While many commentators correctly have focused on the effect of the election outcome on appointments to the Supreme Court, too few have focused on the next president’s appointments to the Fed. This also is of capital importance. Schmidt writes:
The policies implemented by the Fed are especially important (albeit often insidious) because money is our society’s most basic medium of exchange. The manipulation of its value affects every day citizens both in the short and long terms. Decisions taken by central banks–be it to toy with negative interest rates, engage in endless rounds of quantitative easing, or pay banks to keep loanable funds in sterile depository accounts—inevitably impact the value of the dollars we use to buy groceries today or pay off our mortgages over the next couple of decades.
Perhaps more daunting still is the fact that a lack of rules or central bank predictability makes international trade and cooperation difficult, at best. Without central bank coherency, monetary disorder will continue “to undermine the logic of competitive markets and the notion of free trade,” as was previously noted in The Hill.

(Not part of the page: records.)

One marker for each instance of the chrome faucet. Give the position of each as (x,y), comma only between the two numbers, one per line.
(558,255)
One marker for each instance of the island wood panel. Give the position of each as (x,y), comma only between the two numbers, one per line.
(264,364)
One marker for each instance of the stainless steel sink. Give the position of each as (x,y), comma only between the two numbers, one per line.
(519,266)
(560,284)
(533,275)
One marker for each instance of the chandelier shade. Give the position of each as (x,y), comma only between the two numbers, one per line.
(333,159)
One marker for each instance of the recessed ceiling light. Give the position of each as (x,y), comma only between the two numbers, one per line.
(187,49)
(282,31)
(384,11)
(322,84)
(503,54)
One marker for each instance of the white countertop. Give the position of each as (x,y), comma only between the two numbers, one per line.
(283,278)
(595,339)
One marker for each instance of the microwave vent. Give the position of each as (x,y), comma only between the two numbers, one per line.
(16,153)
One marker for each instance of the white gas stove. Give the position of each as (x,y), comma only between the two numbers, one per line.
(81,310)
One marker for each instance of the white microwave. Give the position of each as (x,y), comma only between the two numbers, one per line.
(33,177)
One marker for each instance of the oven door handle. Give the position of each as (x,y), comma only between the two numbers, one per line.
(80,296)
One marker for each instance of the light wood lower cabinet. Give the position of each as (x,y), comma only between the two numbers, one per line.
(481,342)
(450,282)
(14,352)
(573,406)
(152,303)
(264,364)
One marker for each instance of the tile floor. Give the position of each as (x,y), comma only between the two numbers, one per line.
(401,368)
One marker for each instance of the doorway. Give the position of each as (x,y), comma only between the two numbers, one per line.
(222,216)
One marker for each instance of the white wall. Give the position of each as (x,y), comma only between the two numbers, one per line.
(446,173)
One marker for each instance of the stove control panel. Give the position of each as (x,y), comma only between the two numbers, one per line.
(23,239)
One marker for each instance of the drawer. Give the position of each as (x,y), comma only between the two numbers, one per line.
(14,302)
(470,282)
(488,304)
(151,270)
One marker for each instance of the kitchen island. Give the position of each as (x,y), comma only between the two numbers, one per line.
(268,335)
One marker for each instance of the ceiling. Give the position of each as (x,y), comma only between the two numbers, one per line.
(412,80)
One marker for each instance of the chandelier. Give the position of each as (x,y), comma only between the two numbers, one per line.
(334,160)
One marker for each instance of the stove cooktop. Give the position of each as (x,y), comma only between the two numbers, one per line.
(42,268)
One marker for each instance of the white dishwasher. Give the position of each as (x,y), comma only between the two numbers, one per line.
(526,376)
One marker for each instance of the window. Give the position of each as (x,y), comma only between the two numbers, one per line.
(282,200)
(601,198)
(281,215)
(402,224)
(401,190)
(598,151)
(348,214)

But do our candidates understand the gravity of their 2018 Fed chief appointment? Are they satisfied with our current discretionary regime and adherence to the failed dual-mandate, or do they think that a return to a rules-based monetary system is critical? Fortunately for voters, the candidates have made their views surprisingly clear.
One quibble about the letter, rather than the spirit, of Mr. Schmidt’s observation, yet decidedly nontrivial: what is customarily referred to as the Fed’s “dual mandate” is set forth in the governing statute here:
The Board of Governors of the Federal Reserve System and the Federal Open Market Committee shall maintain long run growth of the monetary and credit aggregates commensurate with the economy’s long run potential to increase production, so as to promote effectively the goals of maximum employment, stable prices and moderate long-term interest rates.
I am not an economist and math is not my forté. Yet I mastered arithmetic in grammar school (a comparable achievement one could wish more PhD economists, mired in stochastic dynamic general equilibrium modeling, demonstrated). The arithmetic shows three, not two, Fed mandates: “maximum employment,” “stable prices,” and “moderate long-term interest rates.”
Moreover, an abundance of empirical evidence demonstrates beyond quibble that price stability is the one and only way to bring about maximum employment and moderate long-term interest rates. In this, one infers, Mr. Schmidt and I are in full agreement. He goes on to write:
Furthermore, as Judy Shelton, co-director of the Sound Money Project, once noted, what’s polemic about publicly speaking about the Fed as a means by which to fix income and wealth inequality is that it implies action. According to Shelton, it is dangerous to view the Fed as a force for good and not “as a distorting government interloper into private-sector credit markets whose clumsy efforts skew financial rewards to savvy corporate strategists and sophisticated investors.”
Dr. Shelton, a member of Candidate Trump’s transition team economic advisory panel, is clearly on record as appreciating the classical gold standard’s excellent track record in maintaining price stability and, with that, maximum employment and moderate long-term interest rates. In other words, the gold standard is the optimal, and over the long term perhaps the only, way of achieving the mandates set forth by statute for the Federal Reserve.
An advocate for the gold standard would be the most logical successor to Chair Yellen. Dr. Shelton, along with such gold advocates as Lewis E. Lehrman (the éminence grise of the classical gold standard, whose eponymous Institute I once professionally advised) and publisher Steve Forbes (for whose publishing empire I also write) are best qualified to be appointed chair the Federal Reserve Board should Donald Trump be inaugurated as president next year.
Lehrman, Forbes, or Shelton to the Fed? These three eminent thinkers deserve to be on the very short list of candidates to chair the Trump Fed to provide the requisite support to make America great again.
Ralph Benko, internationally published weekly columnist, co-author of The 21st Century Gold Standard, lead co-editor of the Gerald Malsbary translation from Latin to English of Copernicus’s Essay on Money, is American Principles Project’s Senior Advisor, Economics.